ARZT & PRAXIS: Frau Dr. Wendler, Sie haben auch heuer wieder am Europakongress der WONCA, der Weltorganisation für Allgemein- und Familienmedizin, teilgenommen. Was gefällt Ihnen an dieser Veranstaltung?
Dr. Maria Wendler: Ich nehme seit 2012 am WONCA-Kongress teil, früher für
die JAMÖ – die junge Allgemeinmedizin Österreich – und jetzt, da ich bereits
mehr als fünf Jahre Ärztin bin, für die ÖGAM – die Österreichische Gesellschaft
für Allgemeinmedizin. Der WONCA- Kongress ist für mich immer sehr spannend, weil er ein breites Spektrum an Themen bietet – vor allem solche, die bei klassischen Fortbildungen in Österreich kaum vertreten sind, die hausärztliche Medizin aber ausmachen. Zum Beispiel die Beschäftigung mit der Arzt-Patienten-Beziehung und warum diese wichtig für den Patienten-Outcome ist – beispielsweise zur Senkung der Mortalität. Oder welcher wissenschaftliche
Hintergrund hinter unserem „Bauchgefühl“ steckt, das entsteht, wenn der Patient bei der Tür hereinkommt, und warum es eine wichtige Komponente bei der Einschätzung des Patienten ist, aber auch, warum dieses „Bauchgefühl“ mit zunehmender Erfahrung und Betreuungskontinuität besser wird und wie wir es in unsere Therapieentscheidung integrieren können.
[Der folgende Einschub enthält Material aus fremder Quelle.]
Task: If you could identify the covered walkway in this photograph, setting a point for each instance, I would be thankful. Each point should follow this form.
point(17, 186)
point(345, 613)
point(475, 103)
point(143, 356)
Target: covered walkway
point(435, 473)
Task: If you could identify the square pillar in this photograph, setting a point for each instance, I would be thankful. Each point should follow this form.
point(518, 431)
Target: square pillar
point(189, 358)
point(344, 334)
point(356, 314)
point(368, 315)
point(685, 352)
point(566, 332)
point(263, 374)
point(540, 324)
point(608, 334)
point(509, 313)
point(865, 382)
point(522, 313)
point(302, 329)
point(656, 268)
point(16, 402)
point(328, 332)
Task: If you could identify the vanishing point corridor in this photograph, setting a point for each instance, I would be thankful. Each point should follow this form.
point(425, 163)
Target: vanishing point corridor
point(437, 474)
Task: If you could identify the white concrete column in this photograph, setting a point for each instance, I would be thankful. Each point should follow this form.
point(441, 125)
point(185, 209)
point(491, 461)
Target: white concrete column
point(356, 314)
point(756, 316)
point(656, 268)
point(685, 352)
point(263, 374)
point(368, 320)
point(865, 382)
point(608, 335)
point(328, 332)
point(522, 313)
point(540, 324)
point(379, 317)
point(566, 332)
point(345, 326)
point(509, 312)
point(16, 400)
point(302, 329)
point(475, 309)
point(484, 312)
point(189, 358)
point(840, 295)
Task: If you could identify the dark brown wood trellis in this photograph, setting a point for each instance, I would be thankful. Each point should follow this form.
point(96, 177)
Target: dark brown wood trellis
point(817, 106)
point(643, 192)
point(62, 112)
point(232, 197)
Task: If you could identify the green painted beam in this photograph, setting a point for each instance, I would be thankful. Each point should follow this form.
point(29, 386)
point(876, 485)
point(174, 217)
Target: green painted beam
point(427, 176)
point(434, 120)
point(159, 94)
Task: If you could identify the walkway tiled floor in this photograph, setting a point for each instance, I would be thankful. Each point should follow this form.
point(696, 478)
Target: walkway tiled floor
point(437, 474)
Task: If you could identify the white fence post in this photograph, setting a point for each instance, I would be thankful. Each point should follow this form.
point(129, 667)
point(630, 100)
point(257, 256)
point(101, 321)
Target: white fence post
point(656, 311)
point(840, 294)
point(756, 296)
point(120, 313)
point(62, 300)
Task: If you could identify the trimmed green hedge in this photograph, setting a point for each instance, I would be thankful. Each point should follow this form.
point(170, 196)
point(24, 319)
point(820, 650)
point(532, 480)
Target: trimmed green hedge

Bei solchen Kongressen hören wir über den wissenschaftlichen Hintergrund unserer Fachdisziplin und sehen, dass Forschung auch zu diesen Themen wichtig und möglich ist. Mit solchen Bereichen der Allgemeinmedizin beschäftigen wir uns in Österreich vergleichsweise wenig, gerade deshalb ist auch die internationale Perspektive so interessant. Darüber hinaus wird beim Kongress der WONCA auch viel über Gesundheitssysteme, über Lehrqualität und Ausbildungspraktiken gesprochen. Man kann sich dabei viele Ideen für eine Umsetzung in Österreich holen.
Was kann ein Hausarzt ohne berufstheoretisches Interesse für seine Praxis mitnehmen?
Der WONCA-Kongress vermittelt Wissen zu Themen, die ich in der eigenen Ausbildung in Österreich nicht gelehrt bekomme habe oder die nur als Randthemen vorkommen. Heuer habe ich zum Beispiel an einem Workshop zum Thema „Gewalt in der Familie“ teilgenommen. Wann screent man Frauen bei Verdacht auf familiäre oder eheliche Gewalt? Was sind die Alarmsignale? Außerdem habe ich einen Workshop über Gesprächsführung und die Mitteilung schwieriger Diagnosen besucht. Ich suche mir bewusst diese Themen aus, denn rein fachlich-medizinische Fortbildungen gibt es im Inland ausreichend. Ich stelle mir aus den Angeboten ein Programm zusammen, mit dem ich sowohl systemische Einblicke erhalte, aber auch für mich persönlich und für meine Patientenbetreuung etwas mitnehme. Schade war lediglich, dass am WONCAKongress, obwohl er in Bratislava stattgefunden hat, weniger als 30 österreichische Allgemeinmediziner vertreten waren. Vergangenes Jahr in Krakau waren es sogar nur sieben, die teilgenommen haben. Ich denke, dass der Kongress und dessen Benefits vielen noch kein Begriff sind. Eine Anerkennung der dort erworbenen CME-Fortbildungspunkt im österreichischen DFP-System war bisher aber nie ein Problem.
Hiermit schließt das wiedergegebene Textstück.